My model classified my data with 72.4% accuracy, showing a positive proof of concept. The best model was multinomial naive bayes, a relatively simple model that suggests there is room for significant improvement as I move toward more sophisticated models. The baseline accuracy was 53.8%
As access to information becomes more distributed across web sources the ability to verify journalistic integrity becomes a pressing concern. This is made clear by ongoing issues surrounding social media platforms' promotion of 'fake news' designed to influence political outcomes as well as the broader public conversation around bias in media.
This project aims to identify semantic and syntactical markers associated with two similar but distinct political subgroups: Conservatives and Libertarians. Understanding the ideological underpinnings that define communication dynamics within groups can be applied by modeling baseline tone for a given source and alerting audiences to significantly divergent texts. It may also be used for identifying bots or other inauthentic sources which may attempt to influence group sentiment.
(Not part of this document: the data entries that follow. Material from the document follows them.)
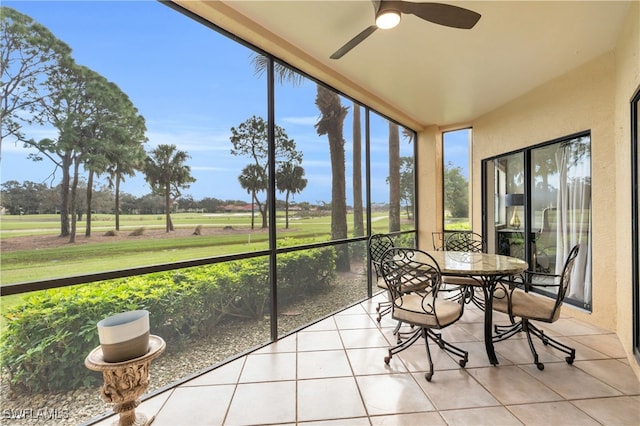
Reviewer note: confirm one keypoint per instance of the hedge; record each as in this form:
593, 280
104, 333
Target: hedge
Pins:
48, 336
Outside of propaganda detection, accurate modeling may also be used for scoring articles or press releases for relevance among the target audience. By scoring words that hold weight within a group the communication may be optimized for relatability, impact, scope, and demographics.
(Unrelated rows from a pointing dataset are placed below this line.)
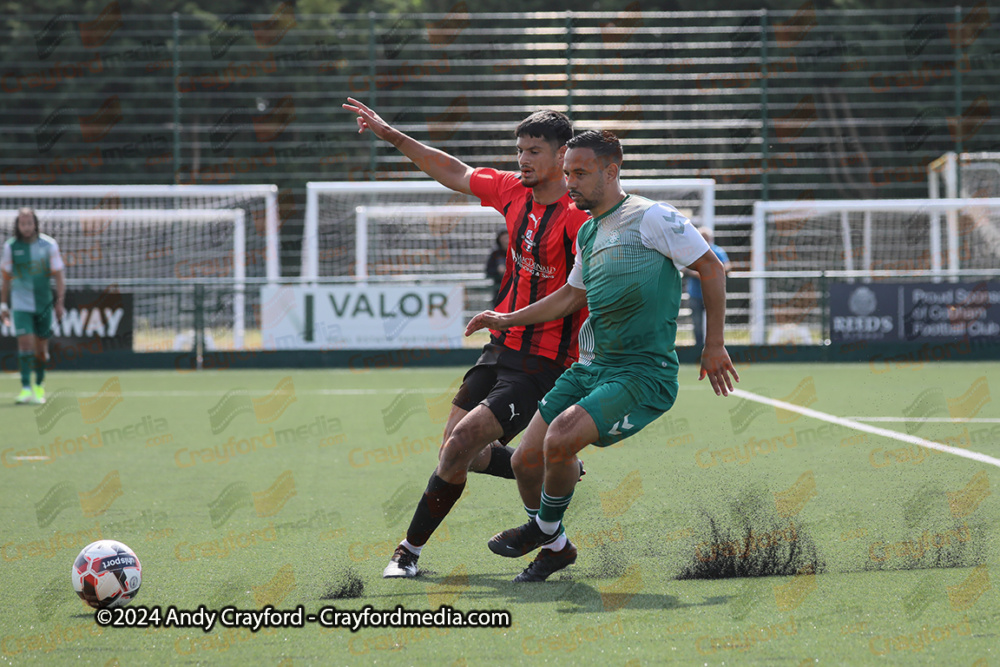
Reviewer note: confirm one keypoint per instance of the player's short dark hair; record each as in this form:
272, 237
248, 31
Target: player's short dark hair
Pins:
552, 126
34, 216
605, 145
A text corpus will be built by querying Reddit and compiling comments from the Conservative and Libertarian subreddits that can be used for Supervised Learning using various classification models. The Pushshift API will be used to collect 100,000 samples from each subreddit and the data will be cleaned using Regex and word vectorization prior to Natural Language Processing (NLP). The clean data will be divided into training and validation sets before being fit by a given model before predicting classifications using the validation dataset. Models will include CART methods, Support Vector Machines (SVM), K-Nearest Neighbors / Latent Semantic Analysis (KNN / LSA), and others before determining a final production model.
During EDA I found that Libertarians generally had higher word and character counts for a given document compared with Conservatives. While Count Vectorization produced similar top word lists, Tfidf Vectorization was able to identify words that had a stronger association with each groups individual ideology. As such, Tfidf data was used for modeling.
My baseline prediction was 53.8% accuracy by predicting the positive class for all samples.
The Random Forest model showed strong performance with the training data however it performed poorly on the validation data, showing signs of overfitting. The predictive accuracy on untrained data was only 70.5%, less than the naive bayes model. It's likely this is was a result of using a small number of trees for fitting, and considering a larger number for each split would produce a more generalizable result.
The Multinomial Naive Bayes model performed consistently between the training and validation datasets, predicting classes with 72.4% accuracy. Considering the simplicity fo the model and that the model was fit to Term Frequency / Inverse Document Frequency vectorized data this is a strong increase over the baseline model.
Fit additional models
Use GridSearch to optimize over a larger space of hyperparameters
More aggressive data cleaning to streamline computations and reduce compute time.
This preliminary investigation showed strong positive results and set the groundwork for further investigations. Continuing with a wider group of model algorithms as well as allocating more compute to tuning our models is likely to produce a generalizable model that predicts with a much higher accuracy. For initial studies, the Multinomial Naive Bayes may serve as the minimum viable product to put this classification system into production.